Morgan pressed on: “If the situation were reversed (and your brother had been killed), how would you feel on a human level and an emotional level about that?” (The unspoken comma-delineated latter half of the question being, “you heartless Nazi brother of a baby-killing racist.”)

Again Zimmerman refused to bite. He said that if his brother had pounded another man’s head on the sidewalk and if that man had killed his brother in self-defense, his brother would have had a significant hand in his own death. Tragic all the way around, but there it is.

Morgan again: “You believe that Trayvon Martin caused his own death? A 17-year-old boy armed with a bag of Skittles?”

(disheartened sigh)

Piers Morgan
Piers Morgan

Florida’s stand-your-ground law does strike me as something left over from the mid-19th century, and it does seem to give heat-packing Floridians quite a bit of latitude when responding to perceived threats of bodily harm, but that’s not the issue, is it? Nor, I guess, is the possibility that our criminal justice system is as out of whack as our system of representative government. Nor the cold fact that if people like Morgan can’t find a fire to talk about, they’ll light one.

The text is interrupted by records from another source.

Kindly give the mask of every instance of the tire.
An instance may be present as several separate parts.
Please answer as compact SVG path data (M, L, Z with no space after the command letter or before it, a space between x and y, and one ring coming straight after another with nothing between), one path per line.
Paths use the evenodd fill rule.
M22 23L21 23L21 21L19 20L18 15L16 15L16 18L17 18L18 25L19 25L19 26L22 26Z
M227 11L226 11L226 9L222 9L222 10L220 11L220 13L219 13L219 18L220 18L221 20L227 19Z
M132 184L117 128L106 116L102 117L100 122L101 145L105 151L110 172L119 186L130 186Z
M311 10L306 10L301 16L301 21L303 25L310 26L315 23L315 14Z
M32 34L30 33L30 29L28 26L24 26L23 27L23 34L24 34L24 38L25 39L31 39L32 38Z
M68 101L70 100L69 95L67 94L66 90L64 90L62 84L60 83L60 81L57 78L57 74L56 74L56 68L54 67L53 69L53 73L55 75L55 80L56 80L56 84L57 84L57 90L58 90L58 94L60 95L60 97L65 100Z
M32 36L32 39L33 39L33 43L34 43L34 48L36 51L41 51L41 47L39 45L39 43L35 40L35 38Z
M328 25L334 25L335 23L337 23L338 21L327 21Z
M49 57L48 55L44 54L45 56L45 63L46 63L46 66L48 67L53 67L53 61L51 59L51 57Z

There’s no thoughtful discussion I can think of that would sell ads quite as well as “WHAT NOW?” or “17-year-old boy armed with a bag of skittles.” Certainly not. And that’s why CNN.com will continue to put its mouth where its money is and why Mr. Zimmerman, whether guilty, innocent or something in between, will continue to be “important” just until some half-time entertainer flashes nipple at a network camera and off we go again.